How often do we get to measure impact so clearly?

Over time, donation became less about the card and more about the cadence. I scheduled appointments around vacations. I waited out tattoo deferrals. I counted the weeks between visits. Some years I gave one. Another year I gave six. It turned into a personal challenge, not competitive, not performative, just a steady commitment to show up as much as I could.

I began checking my stats the way others track workouts or steps. Collection numbers. Dates. Small milestones.

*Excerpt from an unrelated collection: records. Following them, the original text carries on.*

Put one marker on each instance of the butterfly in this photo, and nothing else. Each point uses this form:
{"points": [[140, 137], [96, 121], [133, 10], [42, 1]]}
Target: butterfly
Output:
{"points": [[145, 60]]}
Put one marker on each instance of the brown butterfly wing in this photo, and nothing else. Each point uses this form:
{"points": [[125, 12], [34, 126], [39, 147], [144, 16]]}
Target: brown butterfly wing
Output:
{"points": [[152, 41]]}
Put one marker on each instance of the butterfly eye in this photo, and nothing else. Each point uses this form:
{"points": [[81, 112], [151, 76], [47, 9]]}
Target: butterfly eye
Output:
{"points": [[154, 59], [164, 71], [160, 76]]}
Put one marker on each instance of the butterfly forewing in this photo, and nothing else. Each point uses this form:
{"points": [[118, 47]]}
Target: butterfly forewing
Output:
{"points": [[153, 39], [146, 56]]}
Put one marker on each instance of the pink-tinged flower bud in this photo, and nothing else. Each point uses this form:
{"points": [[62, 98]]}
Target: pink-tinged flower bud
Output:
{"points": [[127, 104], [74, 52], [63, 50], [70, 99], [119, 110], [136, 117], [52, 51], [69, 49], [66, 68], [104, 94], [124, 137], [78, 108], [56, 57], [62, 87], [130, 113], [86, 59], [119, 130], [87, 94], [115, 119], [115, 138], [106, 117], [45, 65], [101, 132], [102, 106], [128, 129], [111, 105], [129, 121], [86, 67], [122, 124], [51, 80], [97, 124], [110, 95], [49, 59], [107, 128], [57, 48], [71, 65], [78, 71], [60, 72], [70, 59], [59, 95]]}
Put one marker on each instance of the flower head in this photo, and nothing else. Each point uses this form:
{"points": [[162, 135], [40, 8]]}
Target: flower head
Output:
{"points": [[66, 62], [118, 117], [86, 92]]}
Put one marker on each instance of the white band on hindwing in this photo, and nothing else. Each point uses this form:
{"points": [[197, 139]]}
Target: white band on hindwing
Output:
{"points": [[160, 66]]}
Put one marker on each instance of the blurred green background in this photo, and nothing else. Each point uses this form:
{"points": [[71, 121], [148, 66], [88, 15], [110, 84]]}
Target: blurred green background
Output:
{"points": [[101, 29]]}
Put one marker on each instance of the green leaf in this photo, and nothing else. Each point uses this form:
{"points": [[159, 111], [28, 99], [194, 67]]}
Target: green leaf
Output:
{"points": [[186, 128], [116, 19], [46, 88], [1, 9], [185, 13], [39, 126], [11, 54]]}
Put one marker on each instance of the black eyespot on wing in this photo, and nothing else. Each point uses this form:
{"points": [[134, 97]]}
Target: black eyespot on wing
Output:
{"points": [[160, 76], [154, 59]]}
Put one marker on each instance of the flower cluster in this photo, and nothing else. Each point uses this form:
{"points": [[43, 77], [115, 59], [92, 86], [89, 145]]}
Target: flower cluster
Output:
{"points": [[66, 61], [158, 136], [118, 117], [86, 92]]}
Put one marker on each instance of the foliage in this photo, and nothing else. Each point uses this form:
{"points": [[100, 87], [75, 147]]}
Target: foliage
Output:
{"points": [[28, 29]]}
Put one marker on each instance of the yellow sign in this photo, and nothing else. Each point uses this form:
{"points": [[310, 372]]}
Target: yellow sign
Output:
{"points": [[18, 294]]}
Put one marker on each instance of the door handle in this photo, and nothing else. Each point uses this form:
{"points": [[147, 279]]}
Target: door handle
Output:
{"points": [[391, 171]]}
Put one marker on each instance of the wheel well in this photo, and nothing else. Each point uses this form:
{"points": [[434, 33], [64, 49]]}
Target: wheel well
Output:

Then I’d sit with my complimentary pretzels, slightly lightheaded, oddly proud.

More than a decade later, I have given 34 whole blood donations and serve as a volunteer champion for the Partners For Life team with my employer. Since taking that role, I have recruited enough to double the team size with ongoing efforts to bring more onboard. I’m also a proud member of a number of other teams with the same motivations. Altogether, my involvement has connected me with other people who share the same passion for helping.

Giving life is a powerful feeling. There is something humbling about watching a dark red line fill a bag and knowing it will travel farther than you ever will. Blood is like the fountain of youth, and it is certainly a conduit of life. And each time I donate, I leave feeling replenished in a way that has nothing to do with iron levels.
It turns out the bucket list was the wrong metaphor. This was never about crossing something off. It was about stepping into something continuous; a quiet membership in humanity itself.

It’s in you to give. And once you start, you may find it’s hard to stop.